An arterial supply of the splenic flexure from the CT or its branches is described in the literature. A coeliacocolic trunk is a single aberrant MCA (AMCA) that derives from the CT and supplies the transverse colon and the splenic flexure [16]. An AMCA originating from the CHA was described by Wadhwa [17]. This AMCA anastomosed with a regular LCA. A branch from the CHA to the splenic flexure is mentioned in a clinical case report by Wu. Unfortunately, no further information about the LCA is given in this article [18]. An AcALCA from the CT is briefly mentioned by Vandamme, without any further description [8].

Anastomotic vessels between the CT and the LCA are a rare phenomenon [19,20]. These special conditions can be explained by an atypical persistence of parts of the longitudinal ventral anastomosis of Tandler [21]. According to Tandler, the longitudinal ventral anastomosis is a temporary connection between the vitelline arteries, which supply the developing gut tube. It allows for the reorganization of the vitelline arteries to the definitive abdominal arteries. Both the DPA and the LCA derive from the longitudinal ventral anastomosis. Although this might explain the connection of these vessels in the present case [22], the existence of the longitudinal ventral anastomosis is discussed controversially [23].
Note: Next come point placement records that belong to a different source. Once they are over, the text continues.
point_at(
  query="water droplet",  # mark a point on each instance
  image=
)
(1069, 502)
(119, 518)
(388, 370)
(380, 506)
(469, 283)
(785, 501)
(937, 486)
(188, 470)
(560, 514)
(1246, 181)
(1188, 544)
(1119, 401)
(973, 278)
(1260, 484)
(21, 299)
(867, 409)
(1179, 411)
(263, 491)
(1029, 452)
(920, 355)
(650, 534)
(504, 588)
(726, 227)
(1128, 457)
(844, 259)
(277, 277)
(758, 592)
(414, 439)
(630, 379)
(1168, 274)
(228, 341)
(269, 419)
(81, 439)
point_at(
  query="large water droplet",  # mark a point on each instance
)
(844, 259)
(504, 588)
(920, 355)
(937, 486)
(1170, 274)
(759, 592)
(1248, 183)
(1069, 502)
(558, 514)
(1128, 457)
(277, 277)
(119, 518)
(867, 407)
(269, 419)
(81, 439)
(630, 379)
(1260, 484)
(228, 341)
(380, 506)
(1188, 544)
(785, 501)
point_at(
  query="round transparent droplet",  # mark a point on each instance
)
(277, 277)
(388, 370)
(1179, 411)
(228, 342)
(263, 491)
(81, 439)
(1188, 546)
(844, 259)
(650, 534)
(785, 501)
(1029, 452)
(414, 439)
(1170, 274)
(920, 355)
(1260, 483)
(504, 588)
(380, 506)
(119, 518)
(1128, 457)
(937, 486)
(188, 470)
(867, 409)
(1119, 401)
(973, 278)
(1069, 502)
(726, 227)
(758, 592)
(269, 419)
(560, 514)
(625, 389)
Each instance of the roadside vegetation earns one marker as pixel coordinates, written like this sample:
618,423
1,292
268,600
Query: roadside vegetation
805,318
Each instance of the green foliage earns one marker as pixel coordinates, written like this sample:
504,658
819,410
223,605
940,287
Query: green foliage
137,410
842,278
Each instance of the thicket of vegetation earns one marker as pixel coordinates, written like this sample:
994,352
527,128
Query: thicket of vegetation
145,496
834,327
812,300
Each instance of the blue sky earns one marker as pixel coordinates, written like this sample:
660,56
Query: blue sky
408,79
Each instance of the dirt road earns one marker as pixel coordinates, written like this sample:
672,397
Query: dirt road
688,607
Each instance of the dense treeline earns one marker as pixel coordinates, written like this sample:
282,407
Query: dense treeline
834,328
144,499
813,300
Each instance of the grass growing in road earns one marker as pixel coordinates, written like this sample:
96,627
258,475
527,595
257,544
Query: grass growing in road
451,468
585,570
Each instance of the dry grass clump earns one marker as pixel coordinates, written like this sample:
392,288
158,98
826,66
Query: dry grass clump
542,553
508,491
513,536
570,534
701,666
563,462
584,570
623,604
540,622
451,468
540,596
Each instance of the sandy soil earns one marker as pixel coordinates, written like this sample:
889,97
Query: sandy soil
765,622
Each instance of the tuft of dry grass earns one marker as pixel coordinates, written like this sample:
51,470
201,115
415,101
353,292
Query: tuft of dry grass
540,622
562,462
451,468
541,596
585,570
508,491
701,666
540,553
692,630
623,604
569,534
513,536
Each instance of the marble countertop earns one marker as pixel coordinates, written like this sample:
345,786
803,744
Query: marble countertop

In our case, the ALCA divided into one ascending and one descending branch. According to Pikkieff, this is the most common branching pattern of an LCA (50%) [24].

Accurate knowledge and intra-operative assessment of the vascular anatomy and possible variations thereof are of paramount importance when performing abdominal surgical interventions. An undetected anomalous course of the LCA beneath the pancreas could potentially cause its injury during pancreas resection, resulting in severe bleeding or colon ischemia (in the case of insufficient perfusion via the marginal artery). Variant branches of the CHA might also complicate hepatic surgery (e.g., liver transplantation) and should be considered in colon surgery (e.g., left hemicolectomy) as well.

5. Conclusions

The presented case represents an exceptional case of an aberrant left colic artery (ALCA) from the common hepatic artery (CHA) of the coeliac trunk (CT), replacing the regular left colic artery (LCA) originating from the inferior mesenteric artery (IMA).